Cara pengaplikasian pupuk gandaria tidak boleh dilakukan sembarangan atau menempel langsung pada batang utama tanaman. Buatlah parit melingkar di bawah tajuk luar tanaman sejauh 50 hingga 100 sentimeter dari batang, dengan kedalaman parit sekitar 15 hingga 20 sentimeter.

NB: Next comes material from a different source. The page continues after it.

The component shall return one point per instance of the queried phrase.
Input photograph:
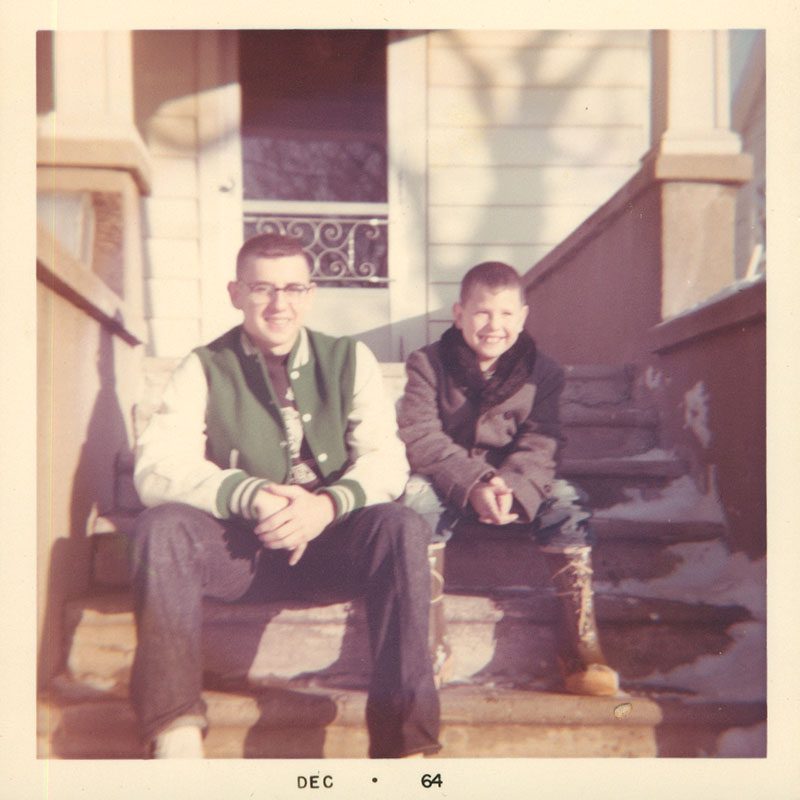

Masukkan pupuk ke dalam parit tersebut lalu tutup kembali dengan tanah tipis untuk mencegah penguapan unsur nitrogen dan penyucian nutrisi oleh air hujan.
Jadwal pemupukan hendaknya disesuaikan dengan ritme iklim Indonesia, di mana pemupukan organik berat dilakukan pada bulan Oktober atau November, sedangkan pemupukan generatif dilakukan pada bulan Mei atau Juni. Penyiraman yang cukup sebanyak 20 hingga 30 liter air per pohon wajib dilakukan segera setelah aplikasi pupuk jika pemupukan dilakukan di tengah musim kemarau. Dengan pola pemeliharaan teratur ini, tanaman gandaria dapat berbuah lebat secara stabil setiap tahunnya.